My question is: Why is it important to make the equation a sum of exponential series?
I will appreciate any guidance. Thanks so much!
Reference: Haddon, Malcolm (2011-10-03). Modelling and Quantitative Methods in Fisheries, Second Edition (Page 341). Taylor and Francis CRC ebook account.
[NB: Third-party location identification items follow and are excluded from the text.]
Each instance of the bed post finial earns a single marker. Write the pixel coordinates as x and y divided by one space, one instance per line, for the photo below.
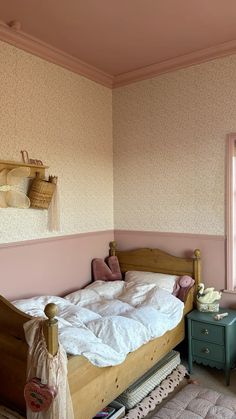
197 268
51 328
112 245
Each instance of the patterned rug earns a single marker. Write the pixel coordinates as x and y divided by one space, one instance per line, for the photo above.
149 404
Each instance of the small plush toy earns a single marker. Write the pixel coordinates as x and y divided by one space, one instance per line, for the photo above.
208 295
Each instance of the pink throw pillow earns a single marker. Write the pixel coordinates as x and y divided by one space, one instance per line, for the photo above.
109 271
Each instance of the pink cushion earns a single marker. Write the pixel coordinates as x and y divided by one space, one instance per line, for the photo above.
106 271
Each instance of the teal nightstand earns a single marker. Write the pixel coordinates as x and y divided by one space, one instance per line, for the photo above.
212 342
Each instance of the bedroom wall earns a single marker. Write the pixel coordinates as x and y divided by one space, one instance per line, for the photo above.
65 120
169 161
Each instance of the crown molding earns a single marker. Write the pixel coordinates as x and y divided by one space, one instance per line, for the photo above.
14 36
183 61
34 46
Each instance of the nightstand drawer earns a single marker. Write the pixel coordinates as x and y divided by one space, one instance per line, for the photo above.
208 350
208 332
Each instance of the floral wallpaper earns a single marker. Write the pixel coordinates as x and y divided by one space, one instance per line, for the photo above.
169 149
65 120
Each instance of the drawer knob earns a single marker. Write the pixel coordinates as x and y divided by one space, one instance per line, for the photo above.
205 350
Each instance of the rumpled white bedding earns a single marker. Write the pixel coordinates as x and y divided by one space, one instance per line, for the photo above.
107 320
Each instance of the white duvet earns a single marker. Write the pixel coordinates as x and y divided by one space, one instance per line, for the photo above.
107 320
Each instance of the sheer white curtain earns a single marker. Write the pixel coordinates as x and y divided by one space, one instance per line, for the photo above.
231 212
51 370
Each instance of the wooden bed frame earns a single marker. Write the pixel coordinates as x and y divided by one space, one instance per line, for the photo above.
92 387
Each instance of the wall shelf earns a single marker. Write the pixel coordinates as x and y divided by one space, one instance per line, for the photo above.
5 164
Kindle Edition.
The author says "The final component of Eq. 11.3, where $a=a_{max}$, is referred to as the plus group because it combines ages $a_{max}$ and all older ages that are not modelled explicitly". Thus, it is an infinite series,
\begin{eqnarray*} N_{a_{max},1} &=& \sum_{i=a_{max}}^{\infty}{\text{Population of age $i$}} \\ &=& \sum_{i=0}^{\infty}{N_{a_{max}-1,1} (e^{-M}) \left(e^{-M}\right)^{i}} \qquad\text{(using the mortality factor)} \\ &=& N_{a_{max}-1,1} (e^{-M}) \sum_{i=0}^{\infty}{\left(e^{-M}\right)^{i}} \qquad\text{(taking the constant outside the sum)} \\ &=& N_{a_{max}-1,1} \dfrac{e^{-M}}{1 - e^{-M}}. \end{eqnarray*}
That last line uses the formula for a geometric series. If $|r| \lt 1$:
$$\sum_{i=0}^\infty{r^i} = \dfrac{1}{1-r}.$$